Once upon a time there was a big-nosed television presenter called Julia, who enjoyed doing all sorts of things on the telly. She flew with the world-famous Red Arrows and managed not to be sick in the tiny cabin. She climbed a tall, spindly sea stack that rose forebodingly from the icy waters of Scotland, and once dined on a feast of squirrel with a woodsman called Ben who lived in Prickly Nut Wood. 

One day a shiny television executive made her dreams come true.

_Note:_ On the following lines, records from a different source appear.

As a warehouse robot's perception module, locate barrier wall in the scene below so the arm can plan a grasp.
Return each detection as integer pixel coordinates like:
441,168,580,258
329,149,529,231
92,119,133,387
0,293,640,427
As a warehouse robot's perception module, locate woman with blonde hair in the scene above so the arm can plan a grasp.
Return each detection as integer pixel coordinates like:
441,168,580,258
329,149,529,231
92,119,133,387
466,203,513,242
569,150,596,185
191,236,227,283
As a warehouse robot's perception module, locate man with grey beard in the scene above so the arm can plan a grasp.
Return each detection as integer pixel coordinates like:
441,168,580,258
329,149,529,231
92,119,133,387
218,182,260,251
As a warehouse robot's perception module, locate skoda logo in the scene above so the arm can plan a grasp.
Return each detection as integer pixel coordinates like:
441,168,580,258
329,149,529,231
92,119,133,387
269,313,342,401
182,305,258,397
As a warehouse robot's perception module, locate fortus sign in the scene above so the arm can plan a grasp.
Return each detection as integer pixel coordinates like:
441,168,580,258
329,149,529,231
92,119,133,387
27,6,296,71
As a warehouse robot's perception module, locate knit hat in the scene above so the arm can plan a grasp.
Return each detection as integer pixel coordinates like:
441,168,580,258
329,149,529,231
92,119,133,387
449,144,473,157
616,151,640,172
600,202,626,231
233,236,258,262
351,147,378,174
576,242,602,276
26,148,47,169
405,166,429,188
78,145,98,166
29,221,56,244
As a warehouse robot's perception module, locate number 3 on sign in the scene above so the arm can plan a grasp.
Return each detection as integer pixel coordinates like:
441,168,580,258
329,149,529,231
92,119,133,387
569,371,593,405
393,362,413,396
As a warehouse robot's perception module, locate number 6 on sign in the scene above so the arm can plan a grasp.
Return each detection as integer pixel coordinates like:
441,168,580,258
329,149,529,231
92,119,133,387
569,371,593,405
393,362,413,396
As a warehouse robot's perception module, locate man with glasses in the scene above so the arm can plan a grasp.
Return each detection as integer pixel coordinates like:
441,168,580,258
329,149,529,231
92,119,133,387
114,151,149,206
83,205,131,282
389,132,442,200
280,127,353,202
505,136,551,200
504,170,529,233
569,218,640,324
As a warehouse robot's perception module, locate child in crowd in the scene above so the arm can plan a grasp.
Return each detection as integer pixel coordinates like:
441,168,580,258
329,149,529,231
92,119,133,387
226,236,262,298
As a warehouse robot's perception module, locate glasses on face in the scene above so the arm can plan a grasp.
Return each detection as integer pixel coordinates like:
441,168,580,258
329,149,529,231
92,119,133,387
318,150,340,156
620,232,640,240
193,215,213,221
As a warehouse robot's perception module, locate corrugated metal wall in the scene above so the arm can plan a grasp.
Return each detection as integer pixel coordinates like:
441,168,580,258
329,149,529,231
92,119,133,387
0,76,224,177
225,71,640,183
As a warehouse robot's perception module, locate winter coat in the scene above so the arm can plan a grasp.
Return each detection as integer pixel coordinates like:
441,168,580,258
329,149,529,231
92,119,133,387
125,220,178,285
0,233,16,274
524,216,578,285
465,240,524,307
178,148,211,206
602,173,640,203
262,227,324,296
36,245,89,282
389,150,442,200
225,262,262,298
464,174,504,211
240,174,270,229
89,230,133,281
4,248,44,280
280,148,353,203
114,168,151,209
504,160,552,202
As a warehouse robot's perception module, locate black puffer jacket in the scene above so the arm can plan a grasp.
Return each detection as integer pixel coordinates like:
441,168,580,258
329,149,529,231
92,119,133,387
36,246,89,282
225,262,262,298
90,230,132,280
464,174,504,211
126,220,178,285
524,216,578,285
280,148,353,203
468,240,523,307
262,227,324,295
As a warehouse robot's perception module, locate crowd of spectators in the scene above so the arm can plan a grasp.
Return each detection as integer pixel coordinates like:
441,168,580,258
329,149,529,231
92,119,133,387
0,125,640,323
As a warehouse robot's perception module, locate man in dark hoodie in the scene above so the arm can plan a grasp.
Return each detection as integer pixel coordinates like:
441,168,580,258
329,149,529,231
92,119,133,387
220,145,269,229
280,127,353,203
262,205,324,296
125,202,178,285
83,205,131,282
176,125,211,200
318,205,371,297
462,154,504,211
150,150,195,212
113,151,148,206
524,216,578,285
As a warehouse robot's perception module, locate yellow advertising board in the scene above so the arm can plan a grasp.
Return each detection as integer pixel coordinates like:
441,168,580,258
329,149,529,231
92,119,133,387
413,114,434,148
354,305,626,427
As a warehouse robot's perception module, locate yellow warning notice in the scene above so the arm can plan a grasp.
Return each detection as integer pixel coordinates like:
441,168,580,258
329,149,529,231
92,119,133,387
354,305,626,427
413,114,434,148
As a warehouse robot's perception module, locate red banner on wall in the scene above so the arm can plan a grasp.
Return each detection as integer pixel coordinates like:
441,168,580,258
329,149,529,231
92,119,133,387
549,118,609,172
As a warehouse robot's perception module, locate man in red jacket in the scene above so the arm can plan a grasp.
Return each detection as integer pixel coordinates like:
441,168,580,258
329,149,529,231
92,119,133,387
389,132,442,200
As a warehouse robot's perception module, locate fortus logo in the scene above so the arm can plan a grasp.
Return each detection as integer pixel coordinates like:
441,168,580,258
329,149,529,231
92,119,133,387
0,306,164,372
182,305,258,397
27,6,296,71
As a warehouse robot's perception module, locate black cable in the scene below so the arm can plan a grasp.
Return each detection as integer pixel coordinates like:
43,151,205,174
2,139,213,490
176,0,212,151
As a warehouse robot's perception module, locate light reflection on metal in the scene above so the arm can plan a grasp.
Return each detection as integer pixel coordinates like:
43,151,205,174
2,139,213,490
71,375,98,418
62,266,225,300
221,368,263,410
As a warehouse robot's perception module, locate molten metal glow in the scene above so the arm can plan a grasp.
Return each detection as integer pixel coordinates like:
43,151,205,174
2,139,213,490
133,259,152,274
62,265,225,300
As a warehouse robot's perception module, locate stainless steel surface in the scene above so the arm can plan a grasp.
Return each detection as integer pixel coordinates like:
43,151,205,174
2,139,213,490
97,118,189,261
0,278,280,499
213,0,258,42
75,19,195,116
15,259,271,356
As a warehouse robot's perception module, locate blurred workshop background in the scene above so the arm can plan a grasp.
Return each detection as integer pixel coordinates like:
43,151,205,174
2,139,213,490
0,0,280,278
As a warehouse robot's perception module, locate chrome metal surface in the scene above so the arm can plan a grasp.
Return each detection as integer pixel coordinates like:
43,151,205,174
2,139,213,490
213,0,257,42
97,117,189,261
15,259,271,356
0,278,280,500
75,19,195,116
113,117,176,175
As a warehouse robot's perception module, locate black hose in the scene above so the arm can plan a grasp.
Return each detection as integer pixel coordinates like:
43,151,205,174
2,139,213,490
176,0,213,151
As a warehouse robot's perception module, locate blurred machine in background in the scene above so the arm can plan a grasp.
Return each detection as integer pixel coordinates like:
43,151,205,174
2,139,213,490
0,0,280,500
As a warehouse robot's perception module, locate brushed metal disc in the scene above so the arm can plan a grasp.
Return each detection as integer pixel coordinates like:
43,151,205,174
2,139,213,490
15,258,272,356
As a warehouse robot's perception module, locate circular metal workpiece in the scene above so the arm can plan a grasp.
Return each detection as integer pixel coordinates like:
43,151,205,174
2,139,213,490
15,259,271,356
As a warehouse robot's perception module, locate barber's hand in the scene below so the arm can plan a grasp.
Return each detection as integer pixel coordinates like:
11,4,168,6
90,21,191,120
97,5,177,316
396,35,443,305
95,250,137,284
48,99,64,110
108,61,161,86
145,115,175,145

He commissioned another of her walking series, but this time she would not follow in the footsteps of Alfred Wainwright or steer the path of a railway line; this time the talented, immensely skilled and witty presenter (look, it’s a fairy tale, OK?) would take her walks further afield. First stop – Bavaria.
“Bavaria?” my friend Amanda, who is a shepherdess in North Yorkshire, exclaimed. “I cannot even think of anything I know about Bavaria. Actually no – soft cheese.” Oh dear… it was wurst (much worse), and what about the beer, lederhosen and sauerkraut?
This picturesque spot is located in the south-east of Germany, a lamb’s limp from the Austrian border and it benefitted from Napoleon’s decision to reorder the map of Germany when it doubled in size. My reason for being there was King Ludwig II. In the series of walks for the BBC we took in the landscapes of Germany and South Africa, as well as another set of UK hikes. Each walk took in spectacular countryside and offered a decent physical challenge, as well as a good story.
Ludwig, born in 1845, was the long-awaited heir of Prince Maximilian and his wife Marie, a princess of Prussia. He and his brother Otto were brought up in the company of their mother, some servants and mountain farmers. With very little contact with the outside world, Ludwig roamed the valleys around the family castle and fell in love with the mountains, becoming enraptured with literature, music, poetry and drama. Mama Marie was quite a lady – she encouraged her progeny’s love of the outdoors and nurtured his artistic side. Such was her love of walking that she started her own Alpine walking society, a sort of royal version of the Ramblers. Membership was by invitation only, on condition that you could make it up nearby Berg Achsel three times.

Regrettable reign
Things did not go well for Ludwig when he came to power in 1864. His love of the arts didn’t really set him up to be the Obama of his day. A brief abdication, two disastrous wars and many expensive castles later, Ludwig was declared mentally insane by his detractors and his throne was stolen from under him. On 13 June 1886, he was found floating in a lake at Berg Castle with a medic called Dr von Gudden. They went for a walk and never returned. To this day it remains an arcane death.
I’m used to bad weather in the Lakes but from the moment we arrived in Fussen at the foot of the hills it was grey and very wet. It remained that way for three days solid. Neuschwanstein was Ludwig’s dream castle – the project he started but never finished. More than 6,000 people visit every day.
‘Snap-snap’ went the cameras and ‘pat-pat’ went the rain. Continuously. So we cancelled the shoot and headed home, to glorious sunshine and the opening week of Wimbledon. Hello British summer – how welcome you are. I’ve just taken my first outdoor shower in my back garden. Who needs fairy tale castles to live happily ever after?